Here's @sirio174's guide personally written for the traveling Lomographer.
Porto Venere, a UNESCO World Heritage site from 1997, is one of the most spectacular water amphitheatres of the Italian peninsula.
It is situated in the so-called Gulf of the Poets, so called because over the centuries several artists, including the Italian poet Eugenio Montale (Nobel Prize in Literature), the great composer Richard Wagner and Lord Byron (one of the greatest British poet), chose this small town as a destination for their stays, struck by its thrilling beauty. This place is a perfect destination for a weekend in every season of the year.
Every tourist is enchanted by the so-called “Palazzata”, a succession of pastel facades facing the sea, along with the path leading to the rocky esplanade dominated by the Church of San Pietro, built in 1277 at the end of the promontory, in Gothic Genoese style.

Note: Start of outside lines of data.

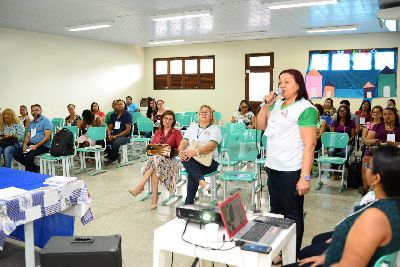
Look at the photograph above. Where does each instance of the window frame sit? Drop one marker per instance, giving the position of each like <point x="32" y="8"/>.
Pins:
<point x="199" y="81"/>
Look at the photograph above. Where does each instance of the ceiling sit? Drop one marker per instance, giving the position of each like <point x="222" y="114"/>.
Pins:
<point x="230" y="20"/>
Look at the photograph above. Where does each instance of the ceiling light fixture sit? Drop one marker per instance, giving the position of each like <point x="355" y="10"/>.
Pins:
<point x="165" y="42"/>
<point x="299" y="3"/>
<point x="333" y="29"/>
<point x="183" y="15"/>
<point x="87" y="27"/>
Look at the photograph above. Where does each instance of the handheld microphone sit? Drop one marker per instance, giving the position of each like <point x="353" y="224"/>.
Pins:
<point x="277" y="92"/>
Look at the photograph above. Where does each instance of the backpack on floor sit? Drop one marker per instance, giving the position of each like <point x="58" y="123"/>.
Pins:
<point x="62" y="144"/>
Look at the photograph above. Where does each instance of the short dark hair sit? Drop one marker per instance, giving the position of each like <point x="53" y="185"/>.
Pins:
<point x="247" y="102"/>
<point x="36" y="105"/>
<point x="320" y="109"/>
<point x="386" y="163"/>
<point x="166" y="113"/>
<point x="345" y="102"/>
<point x="396" y="116"/>
<point x="299" y="79"/>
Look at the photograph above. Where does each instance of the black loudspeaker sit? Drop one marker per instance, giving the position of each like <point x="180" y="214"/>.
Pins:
<point x="82" y="251"/>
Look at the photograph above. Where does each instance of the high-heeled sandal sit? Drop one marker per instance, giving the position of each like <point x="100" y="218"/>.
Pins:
<point x="135" y="191"/>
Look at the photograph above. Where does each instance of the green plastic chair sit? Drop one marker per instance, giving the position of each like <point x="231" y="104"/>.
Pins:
<point x="49" y="162"/>
<point x="387" y="260"/>
<point x="95" y="134"/>
<point x="242" y="152"/>
<point x="332" y="140"/>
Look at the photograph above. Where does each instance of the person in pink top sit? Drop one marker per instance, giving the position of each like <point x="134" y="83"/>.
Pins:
<point x="160" y="168"/>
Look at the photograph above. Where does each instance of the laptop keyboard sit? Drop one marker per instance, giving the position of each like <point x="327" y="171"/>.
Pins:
<point x="256" y="232"/>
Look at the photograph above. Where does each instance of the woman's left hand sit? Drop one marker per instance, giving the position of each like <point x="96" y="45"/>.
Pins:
<point x="302" y="186"/>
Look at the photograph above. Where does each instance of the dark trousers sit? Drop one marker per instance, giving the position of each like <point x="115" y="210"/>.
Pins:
<point x="317" y="247"/>
<point x="285" y="200"/>
<point x="112" y="148"/>
<point x="196" y="172"/>
<point x="27" y="159"/>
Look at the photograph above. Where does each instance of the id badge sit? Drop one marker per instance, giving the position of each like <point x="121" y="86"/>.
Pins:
<point x="391" y="137"/>
<point x="33" y="132"/>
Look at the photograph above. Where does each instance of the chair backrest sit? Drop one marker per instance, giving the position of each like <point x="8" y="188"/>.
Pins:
<point x="242" y="151"/>
<point x="97" y="133"/>
<point x="387" y="260"/>
<point x="184" y="120"/>
<point x="328" y="119"/>
<point x="235" y="127"/>
<point x="145" y="126"/>
<point x="74" y="130"/>
<point x="334" y="140"/>
<point x="231" y="138"/>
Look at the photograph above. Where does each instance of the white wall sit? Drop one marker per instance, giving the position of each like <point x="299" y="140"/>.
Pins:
<point x="54" y="71"/>
<point x="230" y="68"/>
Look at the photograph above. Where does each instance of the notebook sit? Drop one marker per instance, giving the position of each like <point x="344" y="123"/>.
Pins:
<point x="238" y="227"/>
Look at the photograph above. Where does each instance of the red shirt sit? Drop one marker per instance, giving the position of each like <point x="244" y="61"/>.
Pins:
<point x="173" y="138"/>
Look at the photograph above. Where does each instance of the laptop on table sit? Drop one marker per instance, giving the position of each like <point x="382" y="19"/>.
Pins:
<point x="238" y="227"/>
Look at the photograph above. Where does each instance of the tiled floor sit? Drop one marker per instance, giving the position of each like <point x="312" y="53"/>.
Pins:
<point x="117" y="212"/>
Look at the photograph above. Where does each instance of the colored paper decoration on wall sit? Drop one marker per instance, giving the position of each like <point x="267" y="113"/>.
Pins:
<point x="314" y="84"/>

You can visit also the so-called Arpaya cave, which is accessed via a steep staircase that descends among the rocks. This is also known as Byron's cave in memory of the exploit of the poet Lord Byron, who from here swam up to Lerici (located at the opposite site of the gulf) to reach his friend Percy B. Shelley and his wife Mary.
The famous green oysters, a variety cultivated in the Gulf with a delicate flavor and an unmistakable green color, deserve a taste.
Its small beaches and its spectacular rocks make this place a fantastic summer location for a sunbath, to swim or even a dive!